I’m starting to try and get my head around (E)PGA in 2D, and as a start I’m trying to evaluate the geometric product for two points. I’ve seen eg here that the product is ab = a · b + a ∧ b, but when I try to evaluate that with ganja.js:
// Create a Clifford Algebra with 2,0,1 metric.
Algebra(2,0,1,()=>{
var a = (1e01 + 1e20 + 1e12);
var b = (1e01 + 2e20 + 1e12);
var ab1 = a * b;
var ab2 = (a << b) + (a ^ b);
document.body.innerHTML = "<div>"+ab1+"</div><div>"+ab2+"</div>";
});
the output doesn’t match:
-1-e_01
-1
Do these operators have different definitions or am I just missing something obvious?
That’s not the definition of geometric product, it’s only a special case for when an input is a vector. In general, the formula is not valid, and since neither of your input is a vector, the formula doesn’t apply.
@chakravala is right, that definition is valid for two 1-vectors. But since in 2D EPGA points are 2-vectors (as in your code), then this formula is no longer valid. The correct one can be found on the SIGGRAPH course notes in Sec. 7.2: \textbf{P}\textbf{Q} = = -1 + d_{PQ}\textbf{V} , where \textbf{V} is an ideal point (a 2-vector satisfying \textbf{V}\cdot\textbf{V}=0) perpendicular to the line joining \textbf{P} and \textbf{Q}. Assuming \bf{V} is normalized in the ideal norm (\| \textbf{V}\|_\infty = 1), then the coefficient d_{PQ} is the distance between the two points.
In other words: \textbf{P} \cdot \textbf{Q}, the grade-0 part of the geometric product of two normalized euclidean points is always -1, and the grade-2 part (also written \vec{P}\times\vec{Q} since it’s the commutator PQ-QP) is an ideal point perpendicular to the direction \bf P-Q. Its ideal norm is the distance between the points.
I recommend if you are just starting to explore 2D EPGA to begin with lines (the 1-vectors, where the formula you quoted is valid) and move up to points (2-vectors) after you’re comfortable with lines. That way you move from the more familiar to the less familiar.

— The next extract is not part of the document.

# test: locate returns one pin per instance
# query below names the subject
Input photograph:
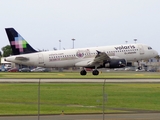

Thank you both, that clears up my misconception. I hadn’t realised that calculating the geometric product of two multivectors is just multiplying out the terms normally, that’s much simpler than I expected. And thanks again @cgunn3 for explaining what the result of multiplying two points means geometrically, that was likely going to be my next question!